GraphLab Create Performance
GraphLab Create™ outperforms scikit-learn
GraphLab Create™ is built for scale. It can process datasets with billions of points and millions of features. It scales to large datasets without compromising accuracy. This is a hallmark of our product, and it distinguishes us with our customers.
GraphLab Create™ vs. Scikit-Learn
The below chart shows a comparison with scikit-learn , a popular open source package for single-node machine learning. Scikit-learn implementations are completely executed in memory. In comparison, GraphLab Create is able to scale out-of-core, and many of our multi-threaded implementations take advantage of multiple cores on the machine. We expect GraphLab Create™ to outperform scikit-learn in terms of scale, but also hope to win in terms of speed. Here we validate our hypotheses.

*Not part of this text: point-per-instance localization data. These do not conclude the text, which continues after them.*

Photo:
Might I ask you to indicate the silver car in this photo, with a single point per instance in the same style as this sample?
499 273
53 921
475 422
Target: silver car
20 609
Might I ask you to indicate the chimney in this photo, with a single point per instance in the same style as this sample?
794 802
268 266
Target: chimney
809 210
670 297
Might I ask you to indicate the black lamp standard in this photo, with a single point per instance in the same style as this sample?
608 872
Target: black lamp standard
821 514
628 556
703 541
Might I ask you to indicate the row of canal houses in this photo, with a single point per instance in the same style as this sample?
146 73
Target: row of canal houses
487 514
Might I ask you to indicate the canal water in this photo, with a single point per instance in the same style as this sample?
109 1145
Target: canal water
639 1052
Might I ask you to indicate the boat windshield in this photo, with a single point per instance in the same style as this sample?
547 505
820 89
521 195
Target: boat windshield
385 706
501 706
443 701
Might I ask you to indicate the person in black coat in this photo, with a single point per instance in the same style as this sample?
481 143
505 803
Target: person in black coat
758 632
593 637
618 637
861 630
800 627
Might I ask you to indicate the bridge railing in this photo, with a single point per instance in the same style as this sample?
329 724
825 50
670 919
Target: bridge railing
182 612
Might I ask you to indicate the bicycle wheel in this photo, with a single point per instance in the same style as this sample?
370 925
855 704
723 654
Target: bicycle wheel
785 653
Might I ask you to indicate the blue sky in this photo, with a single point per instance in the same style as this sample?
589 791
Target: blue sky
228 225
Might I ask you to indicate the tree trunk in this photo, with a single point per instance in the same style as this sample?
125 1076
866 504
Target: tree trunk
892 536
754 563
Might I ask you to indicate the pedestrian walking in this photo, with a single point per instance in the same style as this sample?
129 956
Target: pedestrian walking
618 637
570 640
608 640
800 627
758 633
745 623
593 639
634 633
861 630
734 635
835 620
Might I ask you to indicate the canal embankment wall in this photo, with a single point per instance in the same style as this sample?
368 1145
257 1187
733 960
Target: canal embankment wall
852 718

Performance is measured on binary classification tasks using logistic regression, a common task for many applications including ad targeting systems, spam detection and customer demography classification. The test dataset Epsilon was featured in the Pascal Large Scale Learning Challenge . It contains about half a million points, each with a few thousand features, and is roughly 12GB on disk. All experiments are conducted on commodity hardware: an 8-core Intel Core i7-4770 Processor with a 1TB 7200RPM hard drive and 32 GB RAM.
Note: stay tuned for more benchmarks on larger datasets of varying dimensions.
Default options were used for both products. Measurement included time of computation (speed) as well as classification error % (accuracy). The best performing product should excel at both.
Looking at the speed outcome, it is clear that GraphLab Create™ outperforms scikit-learn. Out-of-core computation expectedly gives GraphLab Create™ a significant advantage on scale. But even when all data fits in memory, GraphLab Create™’s carefully engineered logistic regression module is shown to be five times faster than scikit-learn, with comparable training accuracy.